Before leading BofA-Merrill’s wealth-management group – which now includes some 15,700 Merrill Lynch advisors, roughly 1,500 U.S. Trust advisors and about 3,100 other client-facing professionals – Krawcheck (left) was CEO of global wealth management at Citigroup, which included Smith Barney, the Citi Private Bank and also the Citi equity research division. She has also served as chief financial officer of Citigroup.
Prior to her work for Citi, she was chairman and chief executive officer of Sanford C. Bernstein & Co., Inc., and an executive vice president of Bernstein’s parent company, Alliance Capital Management.
When Krawcheck was brought on board in the second quarter of 2009, BofA reported that it had 15,008 advisors in its Merrill Lynch and legacy BofA wealth-management operations, down from 15,822 at the end of the first quarter of ’09. Total client balances were about $1.8 trillion.
Today, assets under management are about $2.2 trillion, and the number of Merrill advisors has expanded by nearly 700 from when Krawcheck was hired.
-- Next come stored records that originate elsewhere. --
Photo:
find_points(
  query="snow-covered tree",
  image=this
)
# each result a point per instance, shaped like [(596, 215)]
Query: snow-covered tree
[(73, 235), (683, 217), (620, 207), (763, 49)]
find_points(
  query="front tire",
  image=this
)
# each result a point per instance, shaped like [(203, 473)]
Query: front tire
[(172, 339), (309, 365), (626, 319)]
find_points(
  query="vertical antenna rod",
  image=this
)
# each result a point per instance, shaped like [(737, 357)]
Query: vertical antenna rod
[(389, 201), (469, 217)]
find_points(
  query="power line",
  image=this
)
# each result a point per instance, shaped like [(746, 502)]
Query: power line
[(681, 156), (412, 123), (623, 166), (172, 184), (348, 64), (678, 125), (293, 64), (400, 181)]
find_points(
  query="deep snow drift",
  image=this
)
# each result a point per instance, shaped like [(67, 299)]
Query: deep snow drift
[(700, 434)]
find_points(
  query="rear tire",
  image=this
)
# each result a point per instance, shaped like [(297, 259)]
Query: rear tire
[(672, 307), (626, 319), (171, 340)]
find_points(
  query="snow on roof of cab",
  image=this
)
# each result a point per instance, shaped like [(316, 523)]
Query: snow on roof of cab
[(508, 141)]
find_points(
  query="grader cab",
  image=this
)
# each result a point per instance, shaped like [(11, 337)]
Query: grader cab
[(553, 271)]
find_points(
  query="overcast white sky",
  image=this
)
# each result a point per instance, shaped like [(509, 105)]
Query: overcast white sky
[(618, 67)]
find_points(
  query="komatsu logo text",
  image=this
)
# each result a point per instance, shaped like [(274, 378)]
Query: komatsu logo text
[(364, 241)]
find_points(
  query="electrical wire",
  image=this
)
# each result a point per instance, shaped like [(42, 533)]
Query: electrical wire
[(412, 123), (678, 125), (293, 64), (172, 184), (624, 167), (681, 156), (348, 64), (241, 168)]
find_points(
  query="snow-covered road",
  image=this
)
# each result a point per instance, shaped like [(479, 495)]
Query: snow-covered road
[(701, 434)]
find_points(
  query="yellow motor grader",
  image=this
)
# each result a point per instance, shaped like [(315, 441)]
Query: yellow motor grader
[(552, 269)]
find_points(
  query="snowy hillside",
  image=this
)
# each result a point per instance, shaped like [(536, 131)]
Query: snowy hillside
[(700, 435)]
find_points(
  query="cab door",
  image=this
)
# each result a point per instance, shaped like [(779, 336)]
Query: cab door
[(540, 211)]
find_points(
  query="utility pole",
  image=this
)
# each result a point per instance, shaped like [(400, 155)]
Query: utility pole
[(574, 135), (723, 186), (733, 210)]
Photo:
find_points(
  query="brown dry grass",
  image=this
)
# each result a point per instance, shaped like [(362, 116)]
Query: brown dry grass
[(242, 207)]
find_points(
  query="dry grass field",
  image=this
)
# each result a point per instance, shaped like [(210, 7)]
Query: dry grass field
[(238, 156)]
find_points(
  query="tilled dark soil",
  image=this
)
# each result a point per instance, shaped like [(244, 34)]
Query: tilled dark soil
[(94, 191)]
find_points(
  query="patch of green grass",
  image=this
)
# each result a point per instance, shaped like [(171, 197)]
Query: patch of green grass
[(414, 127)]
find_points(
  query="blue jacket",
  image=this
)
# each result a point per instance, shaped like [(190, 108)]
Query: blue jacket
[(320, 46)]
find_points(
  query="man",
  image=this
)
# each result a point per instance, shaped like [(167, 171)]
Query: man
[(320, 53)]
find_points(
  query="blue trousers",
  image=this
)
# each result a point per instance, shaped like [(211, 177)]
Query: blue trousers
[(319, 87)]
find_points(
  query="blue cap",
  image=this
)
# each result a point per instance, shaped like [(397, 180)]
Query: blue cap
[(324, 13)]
Such growth gives Krawcheck powerful ammunition when it comes to debunking what she says are “myths” about the wealth management industry – that advisors and clients are abandoning the wirehouse model.
In comments at the Investment Company Institute (ICI) annual conference in Washington, D.C., on May 5, she said, “At Merrill Lynch, the client attrition rate is in the low single digits, a level that most firms would publish as a point of pride.” She also pointed out that Merrill Lynch’s advisors’ relationships with clients, “have endured, on average, 13 years, and one in four client relationships is 20-plus years in duration.”
In her paid and multiple volunteer positions, Krawcheck works to boost both the financial literacy of women and the number of women advisors. “Many people are surprised to learn that women hold more than half the nation’s wealth, comprise more than half of the workforce, are increasingly entrepreneurial, and women are also out-living men by an average of five to seven years,” she said at the recent ICI event.
In mid-June Merrill Lynch Wealth Management hosted a webinar titled “Women & Retirement” that featured Krawcheck. “Planning is hard – it’s no fun, and it’s painful, not relaxing,” explained Krawcheck during the June 16 event. “We love all of our clients equally,” she added later in the discussion, “but women tend to have relationships that last longer with an advisor.”